W tym zagorzale katolickim kraju nie oszczędzono nawet kościołów: w roku 2009 w Guerrero zostało zamordowanych sześciu księży, w tym dwóch, którzy wpadli w zasadzkę, gdy wracali z obchodów Święta Bożego Narodzenia.

"Tak naprawdę bardziej boję się rządu niż grup [przestępczych]" - powiedział Rangel. "Prosiłem o pomoc pewnych polityków, a oni odpowiadali: Nie możemy się w to zaangażować. To dlatego, że sponsoruje ich któraś z tych grup i nie chcą stawiać na szali swoich interesów".

Rangel nie przeprasza nikogo za swój sposób radzenia sobie z tak trudnym regionem.

"Kiedy wykonujemy naszą pracę duszpasterską, nie pozostaje nam nic innego, jak poruszać się wśród nich [narcos]"- wyjaśnia."Jeśli Guerrero jest w rękach przemytników narkotyków i wszyscy ci ludzie pracują dla nich, to wykonując pracę apostolską siłą rzeczy przebywasz wśród nich."

Rangel, franciszkanin, przybył do Chilpancingo w 2015 roku, krótko po tym, jak 43 studentów zniknęło, gdy zostali zaatakowani przez policję i członków gangu.

Zaczął podróżować do odległych wiosek i po raz pierwszy rozmawiał z szefem jednego karteli po tym, jak jednemu z jego kapłanów grożono śmierci za potępienie nielegalnego handlu narkotykami.

Jego podróże w odległe góry sprawiły, że zaczął współczuć campesinos, którzy uprawiają mak i stał się zagorzałym przeciwnikiem przymusowej likwidacji narkotycznych upraw, co, jak twierdzi, powodowało, że całe społeczności zostawały bez środków do życia.

"Kiedy skończy się produkcja opium? Kiedy ludziom przedstawi się inną opcję"– twierdzi Rangel.

Wysiłki Rangla zwróciły uwagę całego kraju, tym bardziej że meksykańscy duchowni w większości milczeli dotąd na temat przemocy i korupcji, a niewielu polityków oferowało alternatywę dla obecnej zmilitaryzowanej strategii antynarkotykowej.

Andrés Manuel López Obrador, obecny faworyt przed wyborami prezydenckim, które odbędą się 1 lipca, wywołał w grudniu oburzenie, kiedy zaproponował amnestię dla osób działających w branży narkotykowej.

Krytycy twierdzą, że prowadzone przez biskupa próby dialogu są bezcelowe, ponieważ brak jednego lidera, który mógłby narzucić porządek zwaśnionym kartelom.

Rodziny ofiar również wyrażają swoje obawy.

"Patrzą na jego propozycje nieprzychylnie.
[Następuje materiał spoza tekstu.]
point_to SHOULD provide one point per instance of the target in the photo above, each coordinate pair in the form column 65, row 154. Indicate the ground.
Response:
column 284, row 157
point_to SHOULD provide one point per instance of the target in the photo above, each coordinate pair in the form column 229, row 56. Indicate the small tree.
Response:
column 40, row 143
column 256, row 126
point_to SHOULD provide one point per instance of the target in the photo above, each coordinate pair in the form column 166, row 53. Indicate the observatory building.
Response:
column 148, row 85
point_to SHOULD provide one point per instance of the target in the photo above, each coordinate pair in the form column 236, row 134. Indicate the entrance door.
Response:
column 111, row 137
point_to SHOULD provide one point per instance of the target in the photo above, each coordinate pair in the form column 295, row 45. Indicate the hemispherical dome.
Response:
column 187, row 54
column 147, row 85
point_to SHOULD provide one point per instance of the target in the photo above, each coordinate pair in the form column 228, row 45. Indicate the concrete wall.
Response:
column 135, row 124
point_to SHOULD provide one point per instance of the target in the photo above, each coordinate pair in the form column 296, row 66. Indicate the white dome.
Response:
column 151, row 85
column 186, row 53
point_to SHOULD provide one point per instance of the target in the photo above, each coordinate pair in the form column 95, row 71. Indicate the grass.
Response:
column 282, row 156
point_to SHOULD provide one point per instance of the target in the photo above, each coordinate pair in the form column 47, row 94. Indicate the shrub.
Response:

Odbierają to się tak, jakby zawierał umowy z tymi, którzy są odpowiedzialni za śmierć, zniknięcia lub porwania ich bliskich." - powiedział Manuel Olivera, działacz na rzecz praw człowieka z Chilapy.

Rangel boleśnie zdaje sobie sprawę z ryzyka: w zeszłym tygodniu cały zbór sióstr wycofał się z miasta Chilapa po tym, jak rodzice jednej z nich zostali porwani i zabici.

"Wiem, że ludzie się boją, nawet ja się boję" - powiedział Rangel na niedzielnej mszy, gdy ogłoszono wieści o zabitej rodzinie zakonnicy. Przekonuje jednak, że droga do pokoju wymaga rozmów z przestępczymi bossami.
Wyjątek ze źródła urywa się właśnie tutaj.